I gave out Drama Points on a non-rollover per session basis, and I found that this encouraged the players to spend them instead of hoard them for what they deemed a “Boss Fight”. I noticed that if the PCs thought they were in a big fight and spent their points but it turned out it wasn’t, they felt rather cheated in their resource management. I also polled the players about what they liked about Drama Points, and continually took their input into consideration when playing with the effects and number of points the PCs got. Typically it was quite a few, in the rage of 4+ per session, and it made for a fantastic action-movie style of D&D. The players universally loved it. Because of the varied effects, the tactical gamers could use it for combats and the roleplayers used it for skill checks… everyone was happy.
When I sat down with my PC’s character sheets and realized the XP I was giving away for roleplaying had created such a level gap, I thought long and hard about what I wanted to do about it. I debated just bumping the lower level characters up, slowing the XP progression of the advanced PCs as well as a whole bevy of alternatives. I realized that I didn’t want the gap to widen any more than it already had, but I also didn’t want to cease rewarding the players for their exceptional RP. When I made the decision to stop giving out XP for good roleplaying, Drama Points as rewards was an obvious fit. And oh, boy did it ever work!
The heavy roleplayers I had didn’t really care about all the XP they had been getting. It was an interesting irony that the least munchkin-y players I had were highest level. They enjoyed the story we were telling together as well as the fun they had with their friends at the table. The fact that their PCs were more advanced than the rest of the party wasn’t all that big a deal. It was the more tactically minded players who had taken notice and brought the issue up to me. So when I began awarding Drama Points to the players for good RP, everybody sat up and took notice.
It was specifically because all the players at the table loved the Drama Point mechanic that it became such a significant change in the party. Suddenly, the reward for good roleplaying mattered a whole lot more than it had previously. Now, suddenly, all the players at the table benefited, because each player in the group had very real uses for their Drama Points. Also, I instituted a rule that any bonus Drama Points awarded were not subject to the “no rollover” rule–that is, if you got a bonus Drama Point, you kept it until it was spent regardless of how many sessions that took. So if your character got 4 Drama Points per session, if you earned a bonus Point, you had 5 at the beginning of the next session and every session thereafter until that 5th point was spent.
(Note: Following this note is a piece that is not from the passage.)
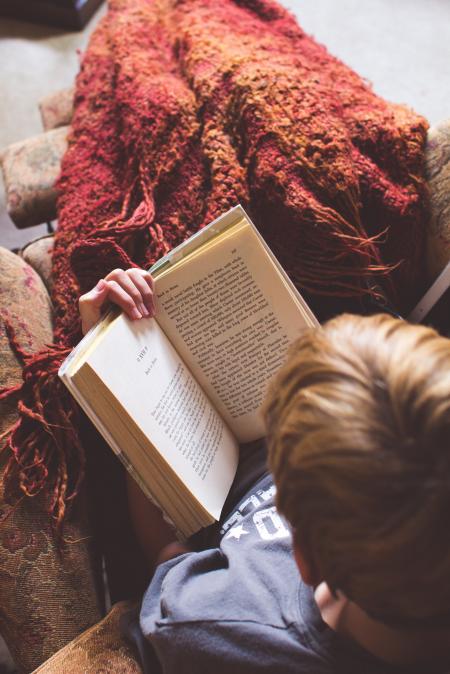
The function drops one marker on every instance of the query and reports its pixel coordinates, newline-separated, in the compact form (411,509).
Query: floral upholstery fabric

The result was simply amazing. A group that was about half deep roleplayers and half tactical suddenly shifted into overdrive on their roleplaying. The Tactical players upped their game because there really was something powerful at stake, and this only enhanced the enjoyment of the deep roleplayers as suddenly everybody at the table was on the same page. It was a greater carrot for them than I could have ever expected it to be.
When we kicked over into 4th Edition, I kept the same policy, but dropped back to the default uses for Action Points per the RAW. Now that I feel really comfortable GMing 4th Edition, I’m looking at opening things back up a little at a time by increasing the possible effects of Action Point usage. I hope that the effect on my current 4E game is half as much as it was for Fortune’s Children. That would be so awesome I don’t have words for it.
So what do you think? What House rules have you attached to Action Points or their equivalent in your setting?